If you have a bleeding disorder or take blood-thinning medication, keep the pressure very light. Gua sha works partly by stimulating blood flow to the surface, and in people who bruise easily, even moderate pressure can cause lasting marks.
Getting the Most Out of It
Drink water after your session. The increased circulation and any lymphatic movement you’ve encouraged work better when you’re well hydrated. Some people pair abdominal gua sha with slow diaphragmatic breathing during the session, inhaling deeply so the belly rises and exhaling fully. This engages the diaphragm, which acts as a natural pump for both blood and lymph fluid in the abdomen, amplifying the effect of the manual work you’re doing on the surface.

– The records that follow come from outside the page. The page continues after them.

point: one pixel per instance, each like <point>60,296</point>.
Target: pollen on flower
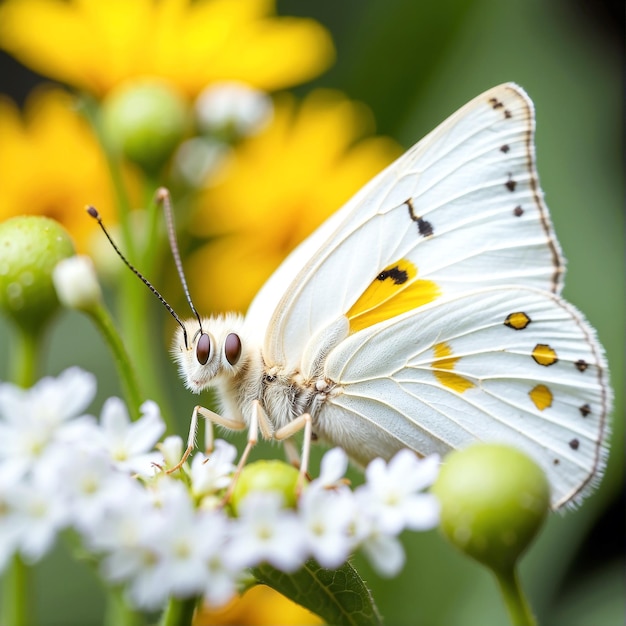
<point>140,525</point>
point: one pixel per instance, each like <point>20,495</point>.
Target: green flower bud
<point>30,248</point>
<point>271,475</point>
<point>145,121</point>
<point>493,501</point>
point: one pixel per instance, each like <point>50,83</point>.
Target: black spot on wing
<point>394,273</point>
<point>424,228</point>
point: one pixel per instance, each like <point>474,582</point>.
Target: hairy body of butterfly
<point>424,314</point>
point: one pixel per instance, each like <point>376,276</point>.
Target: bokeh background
<point>413,63</point>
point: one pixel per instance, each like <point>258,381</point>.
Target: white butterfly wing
<point>431,302</point>
<point>510,364</point>
<point>463,207</point>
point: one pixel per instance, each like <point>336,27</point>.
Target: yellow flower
<point>51,164</point>
<point>277,187</point>
<point>258,606</point>
<point>95,45</point>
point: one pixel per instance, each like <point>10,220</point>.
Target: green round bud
<point>493,501</point>
<point>271,475</point>
<point>145,121</point>
<point>30,248</point>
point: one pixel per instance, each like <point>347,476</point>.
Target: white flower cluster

Consistency matters more than intensity. A gentle five-minute session done regularly will produce more noticeable results for fluid-based bloating than an aggressive once-a-week session. The microcirculation boost from each session is temporary, peaking in the first few minutes and fading over about 25 minutes, so the cumulative effect of daily practice is what makes the difference over time.